L’Australien en vacances. A Macquarie Heads, sur la côte ouest, première alerte. Nous avons passé la nuit dans un camping fort agréable, situé en bordure d’une baie boisée ponctuée de phares. La voiture ne démarre pas, ok. On est au milieu du camping : dans ce cas, mieux vaut accoster un groupe d’Australiens suréquipés, avec 4x4, caravanes, tentes rétractables et j’en passe. «Australien suréquipé» est un pléonasme, les Australiens adorent avoir du matériel dernier cri, surtout en vacances. Ils ne conçoivent pas de se lancer dans une activité quelconque s’ils n’ont pas le bon matériel, le «gear». Bon, là tout de suite, c’est très appréciable. Le premier pêcheur à qui j’explique notre problème nous dépanne illico, «no worries» (tic de langage signifiant «pas de soucis», la devise nationale, en quelque sorte).
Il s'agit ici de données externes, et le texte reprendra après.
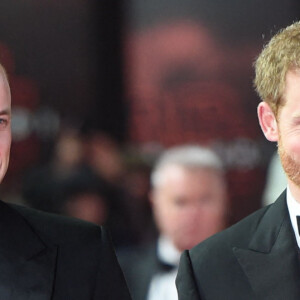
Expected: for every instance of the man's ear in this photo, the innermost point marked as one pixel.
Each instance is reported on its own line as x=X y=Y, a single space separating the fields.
x=267 y=121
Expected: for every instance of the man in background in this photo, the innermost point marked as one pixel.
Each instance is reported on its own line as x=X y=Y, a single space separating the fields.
x=258 y=258
x=189 y=204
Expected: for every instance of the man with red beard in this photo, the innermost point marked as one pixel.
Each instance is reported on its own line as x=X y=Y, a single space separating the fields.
x=259 y=257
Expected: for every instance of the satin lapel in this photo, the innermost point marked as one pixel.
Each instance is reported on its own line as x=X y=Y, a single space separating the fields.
x=271 y=261
x=27 y=265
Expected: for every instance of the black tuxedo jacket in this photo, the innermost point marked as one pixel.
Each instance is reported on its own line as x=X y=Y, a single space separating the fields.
x=256 y=258
x=45 y=257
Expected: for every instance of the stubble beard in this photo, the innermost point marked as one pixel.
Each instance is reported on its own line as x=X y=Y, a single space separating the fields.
x=290 y=166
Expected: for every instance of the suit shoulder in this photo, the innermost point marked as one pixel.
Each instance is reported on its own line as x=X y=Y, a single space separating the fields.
x=59 y=229
x=237 y=235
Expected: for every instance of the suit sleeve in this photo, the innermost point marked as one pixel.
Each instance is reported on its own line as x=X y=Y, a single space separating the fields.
x=110 y=282
x=185 y=281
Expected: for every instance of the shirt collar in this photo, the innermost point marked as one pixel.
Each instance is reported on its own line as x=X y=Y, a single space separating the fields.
x=167 y=252
x=294 y=211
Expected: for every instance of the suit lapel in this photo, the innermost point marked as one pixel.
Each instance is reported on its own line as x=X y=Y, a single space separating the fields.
x=271 y=261
x=27 y=265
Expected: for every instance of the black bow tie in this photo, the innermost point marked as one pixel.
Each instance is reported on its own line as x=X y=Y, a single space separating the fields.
x=298 y=222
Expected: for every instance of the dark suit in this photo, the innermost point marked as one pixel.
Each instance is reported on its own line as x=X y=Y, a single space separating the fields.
x=45 y=257
x=255 y=259
x=139 y=269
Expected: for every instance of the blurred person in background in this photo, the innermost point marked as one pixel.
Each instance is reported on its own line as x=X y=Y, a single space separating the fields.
x=45 y=256
x=189 y=204
x=66 y=159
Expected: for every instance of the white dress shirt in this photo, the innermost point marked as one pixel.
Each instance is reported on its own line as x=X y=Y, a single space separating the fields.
x=162 y=286
x=294 y=211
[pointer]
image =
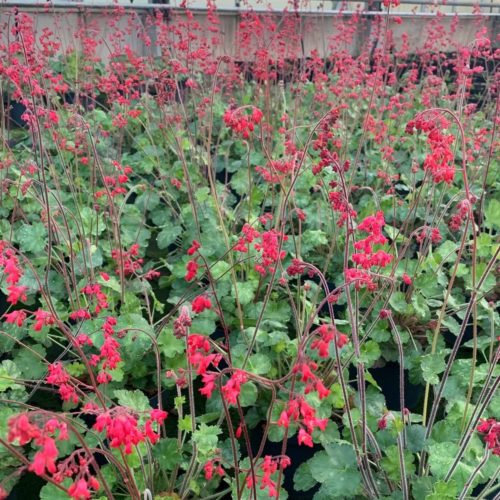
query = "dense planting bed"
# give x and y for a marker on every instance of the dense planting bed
(249, 277)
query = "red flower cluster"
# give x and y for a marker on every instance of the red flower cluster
(250, 234)
(198, 356)
(367, 258)
(297, 267)
(298, 410)
(200, 303)
(42, 318)
(341, 205)
(24, 431)
(11, 269)
(232, 389)
(268, 467)
(213, 466)
(182, 323)
(439, 162)
(192, 265)
(360, 278)
(59, 377)
(100, 296)
(127, 260)
(242, 123)
(122, 427)
(327, 333)
(277, 170)
(44, 461)
(116, 181)
(433, 233)
(269, 247)
(109, 353)
(458, 218)
(491, 430)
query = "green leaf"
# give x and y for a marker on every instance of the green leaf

Le ranger philosophe. Au vaste camping du lac Saint Clair, nous passons deux nuits pluvieuses. Au matin, forcément, rebelote. Nous nous tournons naturellement vers les 4x4 et caravanes alentours, mais voilà, il pleut, personne n’est vraiment disposé à nous aider. Notre seul recours est d’aller chercher le «ranger» local, au centre d’informations. Les rangers sont les anges gardiens des parcs naturels australiens, de leur faune, flore… et des visiteurs. D’un air goguenard qui veut dire «vous n’êtes pas les premiers», il nous demande si par hasard on ne voudrait pas faire un petit don pour la sauvegarde du parc. On s’exécute, le ranger rapplique et nous dépanne, s’expliquant : «Vous savez, on est pas vraiment d’accord avec les prix qu’ils pratiquent dans ce camping, c’est très commercial, c’est pour ça qu’on demande un don pour le parc dans ces cas là». Nous faisons mine de ne pas découvrir que le camping est en fait payant. Les sanitaires, la cuisine, c’était donc ça.
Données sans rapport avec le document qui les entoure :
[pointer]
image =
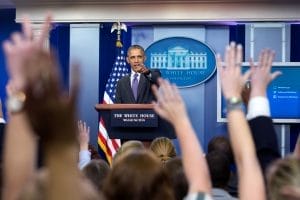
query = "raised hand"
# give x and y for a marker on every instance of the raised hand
(232, 81)
(261, 74)
(20, 47)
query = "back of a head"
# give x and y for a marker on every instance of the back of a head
(283, 176)
(219, 168)
(96, 171)
(138, 175)
(127, 146)
(180, 185)
(163, 148)
(222, 144)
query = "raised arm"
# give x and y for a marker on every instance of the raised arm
(20, 141)
(251, 184)
(171, 107)
(84, 139)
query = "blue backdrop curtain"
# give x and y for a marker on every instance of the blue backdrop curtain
(7, 26)
(295, 57)
(60, 44)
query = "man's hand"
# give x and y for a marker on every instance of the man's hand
(261, 74)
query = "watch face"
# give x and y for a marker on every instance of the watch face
(234, 100)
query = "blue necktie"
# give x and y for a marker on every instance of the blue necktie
(134, 86)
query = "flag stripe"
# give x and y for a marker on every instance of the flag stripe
(107, 145)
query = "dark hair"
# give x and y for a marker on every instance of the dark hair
(179, 182)
(138, 175)
(219, 168)
(222, 144)
(136, 46)
(96, 171)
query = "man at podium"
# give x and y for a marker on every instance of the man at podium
(136, 87)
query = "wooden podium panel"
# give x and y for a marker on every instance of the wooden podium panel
(134, 122)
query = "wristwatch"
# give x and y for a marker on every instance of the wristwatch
(234, 103)
(15, 102)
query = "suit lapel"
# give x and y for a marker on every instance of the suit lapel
(142, 86)
(129, 89)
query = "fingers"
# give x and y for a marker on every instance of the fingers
(26, 28)
(239, 55)
(274, 75)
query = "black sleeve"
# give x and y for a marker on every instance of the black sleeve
(153, 75)
(265, 139)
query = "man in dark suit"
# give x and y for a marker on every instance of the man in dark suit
(140, 74)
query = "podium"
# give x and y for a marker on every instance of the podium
(134, 122)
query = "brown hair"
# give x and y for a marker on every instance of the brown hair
(163, 148)
(138, 175)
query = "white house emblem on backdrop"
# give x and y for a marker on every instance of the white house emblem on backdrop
(184, 61)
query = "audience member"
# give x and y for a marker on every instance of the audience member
(127, 147)
(222, 144)
(40, 110)
(171, 107)
(178, 179)
(138, 174)
(283, 179)
(163, 148)
(232, 82)
(96, 171)
(219, 168)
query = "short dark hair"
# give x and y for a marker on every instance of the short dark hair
(219, 168)
(135, 46)
(221, 143)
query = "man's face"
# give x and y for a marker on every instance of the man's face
(136, 59)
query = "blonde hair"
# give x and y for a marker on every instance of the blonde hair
(128, 146)
(163, 148)
(281, 174)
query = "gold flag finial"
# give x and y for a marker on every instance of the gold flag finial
(119, 27)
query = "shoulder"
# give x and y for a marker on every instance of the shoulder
(198, 196)
(124, 78)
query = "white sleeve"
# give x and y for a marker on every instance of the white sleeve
(84, 158)
(258, 106)
(2, 120)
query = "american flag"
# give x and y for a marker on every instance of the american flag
(107, 145)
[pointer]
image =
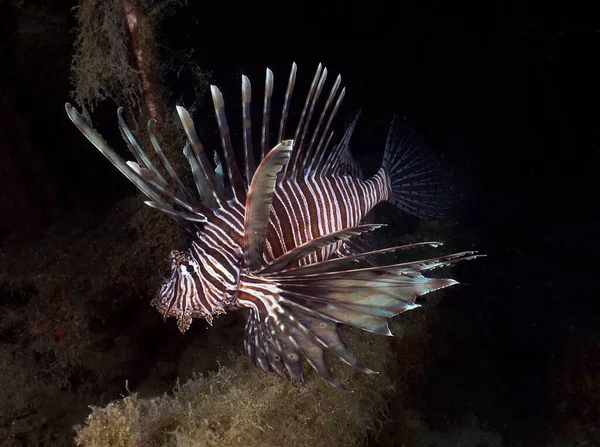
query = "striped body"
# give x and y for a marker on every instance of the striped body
(302, 211)
(286, 243)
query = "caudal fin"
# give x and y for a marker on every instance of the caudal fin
(419, 184)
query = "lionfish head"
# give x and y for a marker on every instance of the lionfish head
(181, 295)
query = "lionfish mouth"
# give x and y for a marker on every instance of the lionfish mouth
(299, 221)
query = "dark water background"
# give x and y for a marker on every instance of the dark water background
(505, 92)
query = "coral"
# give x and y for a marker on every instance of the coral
(241, 405)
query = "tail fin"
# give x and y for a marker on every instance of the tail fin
(419, 184)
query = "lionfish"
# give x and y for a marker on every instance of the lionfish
(285, 239)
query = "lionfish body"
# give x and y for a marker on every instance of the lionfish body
(289, 243)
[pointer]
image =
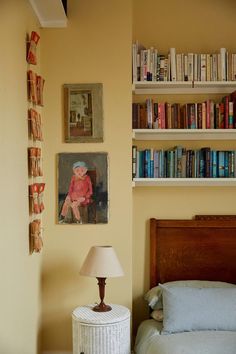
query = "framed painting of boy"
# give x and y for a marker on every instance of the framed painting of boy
(83, 113)
(82, 188)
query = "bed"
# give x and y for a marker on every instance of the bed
(194, 310)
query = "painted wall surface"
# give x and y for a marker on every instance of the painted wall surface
(94, 48)
(189, 26)
(19, 272)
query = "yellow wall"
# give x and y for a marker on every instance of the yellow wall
(95, 47)
(19, 272)
(189, 26)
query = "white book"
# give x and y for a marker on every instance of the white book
(173, 64)
(219, 71)
(179, 76)
(214, 67)
(208, 67)
(203, 67)
(185, 67)
(195, 65)
(190, 66)
(134, 61)
(234, 68)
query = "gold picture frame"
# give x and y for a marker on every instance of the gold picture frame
(83, 113)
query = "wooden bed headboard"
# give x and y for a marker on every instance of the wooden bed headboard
(203, 248)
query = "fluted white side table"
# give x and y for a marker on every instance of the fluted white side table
(101, 332)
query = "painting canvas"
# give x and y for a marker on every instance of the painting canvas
(83, 113)
(82, 188)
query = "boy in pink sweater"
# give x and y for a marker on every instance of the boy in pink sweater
(80, 191)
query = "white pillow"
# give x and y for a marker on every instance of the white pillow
(195, 309)
(154, 295)
(157, 315)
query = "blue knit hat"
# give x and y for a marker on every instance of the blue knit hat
(79, 164)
Les voisins ruraux. J’ai la bonne idée de nous faire passer la nuit du samedi au fond d’une impasse bien pentue, paumée dans la campagne, aux alentours de Norfolk. Le lendemain, of course, nous voilà cloués… et c’est dimanche matin. Une mamie en pyjama nous explique, tout en essayant de faire taire ses chiens, qu’elle n’a pas le «gear», que son fils est à Hobart pour la journée. Elle nous indique le voisin d’à côté, un type un peu lunaire qui vit seul dans une petite maison bizarre. Il n’a pas de câbles mais il veut bien nous aider… C’est gentil mais comment ? Pendant qu’on l’attend, Mélissa va voir les voisins du dessus, deux hommes assez âgés qui blêmissent quand on explique que le voisin du dessous va arriver pour nous aider. «oh, celui-là, il ne peut même pas réparer sa propre voiture». Ils ont une batterie et des câbles avec eux : «vroum». Le voisin du dessous débarque, salut poli. «Vous devriez prendre soin de votre batterie». On y pensera. Chacun rentre chez soi. Ceux du dessus nous remercient presque : «c’est tellement ennuyant la vie dans cette impasse !».
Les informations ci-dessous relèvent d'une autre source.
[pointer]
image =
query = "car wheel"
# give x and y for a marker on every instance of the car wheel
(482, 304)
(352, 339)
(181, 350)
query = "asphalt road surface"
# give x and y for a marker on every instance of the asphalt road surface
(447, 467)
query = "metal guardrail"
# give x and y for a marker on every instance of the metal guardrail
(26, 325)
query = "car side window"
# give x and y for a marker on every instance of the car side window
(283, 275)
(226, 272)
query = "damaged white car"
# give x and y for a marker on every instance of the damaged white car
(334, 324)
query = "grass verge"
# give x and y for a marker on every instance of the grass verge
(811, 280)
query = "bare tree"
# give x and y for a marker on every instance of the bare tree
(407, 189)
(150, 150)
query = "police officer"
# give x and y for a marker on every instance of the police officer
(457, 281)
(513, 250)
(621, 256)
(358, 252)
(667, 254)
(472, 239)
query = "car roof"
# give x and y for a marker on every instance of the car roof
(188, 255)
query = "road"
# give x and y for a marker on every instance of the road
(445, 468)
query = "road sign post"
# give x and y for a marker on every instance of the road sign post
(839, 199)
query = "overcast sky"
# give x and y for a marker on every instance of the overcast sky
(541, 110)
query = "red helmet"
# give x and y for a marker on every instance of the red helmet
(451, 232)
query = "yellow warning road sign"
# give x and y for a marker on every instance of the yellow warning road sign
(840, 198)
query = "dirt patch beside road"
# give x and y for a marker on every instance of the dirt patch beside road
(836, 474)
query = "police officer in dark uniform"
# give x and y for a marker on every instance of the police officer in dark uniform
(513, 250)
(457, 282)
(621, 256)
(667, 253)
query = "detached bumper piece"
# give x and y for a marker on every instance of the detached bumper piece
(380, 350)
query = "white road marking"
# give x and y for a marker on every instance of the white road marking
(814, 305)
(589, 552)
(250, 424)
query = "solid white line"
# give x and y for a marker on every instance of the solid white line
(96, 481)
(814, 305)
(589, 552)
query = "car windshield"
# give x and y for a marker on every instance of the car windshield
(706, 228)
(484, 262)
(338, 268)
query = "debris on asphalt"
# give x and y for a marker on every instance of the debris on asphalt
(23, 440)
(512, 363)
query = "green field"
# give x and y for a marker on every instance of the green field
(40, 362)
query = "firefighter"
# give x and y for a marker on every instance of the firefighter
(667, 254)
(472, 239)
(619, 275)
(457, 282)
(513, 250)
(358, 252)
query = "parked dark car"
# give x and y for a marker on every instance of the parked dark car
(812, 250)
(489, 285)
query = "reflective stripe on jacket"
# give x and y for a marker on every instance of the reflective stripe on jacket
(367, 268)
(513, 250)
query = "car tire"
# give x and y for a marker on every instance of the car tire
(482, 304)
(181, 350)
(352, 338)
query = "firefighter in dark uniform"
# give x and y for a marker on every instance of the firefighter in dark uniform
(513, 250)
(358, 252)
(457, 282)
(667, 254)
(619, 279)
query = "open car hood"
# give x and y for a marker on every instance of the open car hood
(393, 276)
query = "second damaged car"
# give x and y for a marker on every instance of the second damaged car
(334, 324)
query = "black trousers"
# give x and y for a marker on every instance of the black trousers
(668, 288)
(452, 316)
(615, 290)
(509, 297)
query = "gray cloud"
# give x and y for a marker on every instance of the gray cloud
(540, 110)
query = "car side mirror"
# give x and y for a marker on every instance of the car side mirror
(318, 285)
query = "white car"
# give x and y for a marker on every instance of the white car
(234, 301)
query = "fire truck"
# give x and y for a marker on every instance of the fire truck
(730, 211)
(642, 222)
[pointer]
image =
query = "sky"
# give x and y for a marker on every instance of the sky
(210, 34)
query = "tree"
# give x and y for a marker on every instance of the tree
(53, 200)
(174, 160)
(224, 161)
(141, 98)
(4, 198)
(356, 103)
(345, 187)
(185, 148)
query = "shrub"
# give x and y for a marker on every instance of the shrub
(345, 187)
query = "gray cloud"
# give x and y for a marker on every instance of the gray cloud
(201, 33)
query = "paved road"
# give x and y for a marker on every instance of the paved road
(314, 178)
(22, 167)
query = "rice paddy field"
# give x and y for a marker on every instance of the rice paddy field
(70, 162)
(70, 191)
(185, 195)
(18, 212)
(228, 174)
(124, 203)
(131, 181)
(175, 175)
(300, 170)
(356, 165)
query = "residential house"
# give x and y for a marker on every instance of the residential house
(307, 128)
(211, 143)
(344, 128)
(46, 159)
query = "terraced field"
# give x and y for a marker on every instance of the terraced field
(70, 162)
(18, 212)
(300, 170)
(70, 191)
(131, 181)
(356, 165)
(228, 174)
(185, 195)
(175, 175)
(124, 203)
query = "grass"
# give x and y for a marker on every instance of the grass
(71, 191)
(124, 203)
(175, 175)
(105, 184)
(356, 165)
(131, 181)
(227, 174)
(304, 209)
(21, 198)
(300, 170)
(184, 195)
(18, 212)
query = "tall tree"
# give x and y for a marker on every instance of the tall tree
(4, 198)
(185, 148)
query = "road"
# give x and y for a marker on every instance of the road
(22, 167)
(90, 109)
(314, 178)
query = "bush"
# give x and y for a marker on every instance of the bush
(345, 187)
Le faux ronchon. Extrême sud, nous avons campé deux jours à Cockle Creek, et le verdict du capot ne nous surprend plus. J’essaie de nettoyer les terminaux de la batterie, peut être y a-t-il un mauvais contact du fait de la corrosion ? Hélas non. Mélissa demande de l’aide à nos voisins, qui ont une caravane énorme. Madame fait gentiment la conversation, tandis que monsieur bougonne, rechigne sous son chapeau, c’est mal engagé. Il s’exécute finalement, pince sans rire. Un farceur.

Le marin providentiel. Alors que nous longeons une baie tranquille, j’ai encore une bonne idée : s’arrêter à un site de pisciculture, à Huon Port. L’entreprise «Huon Salmon» a déployé ici de grands enclos circulaires qui font de l’œil au fan de Thalassa qui sommeille en moi. Le verdict tombe : la batterie se décharge, même en plein jour ! Il va falloir faire quelque chose. Problème, tous les propriétaires des voitures alentours sont des pêcheurs, qui sont sur l’eau. Ni une ni deux, la secrétaire passe un coup de fil et un matelot débarque illico, avec une batterie portative «qui sert habituellement aux bateaux». Nous sommes sciés par tant d’efficacité.

Epilogue. Nous faisons un stop chez le garagiste, qui annonce la mort de la batterie, dans une agonie de bulles suspectes. On l’aimait bien, la batterie bleue avec ses bouchons jaunes. 98$ plus tard, nous revoilà en route. Nous n’oublierons pas les visages de nos charismatiques bienfaiteurs.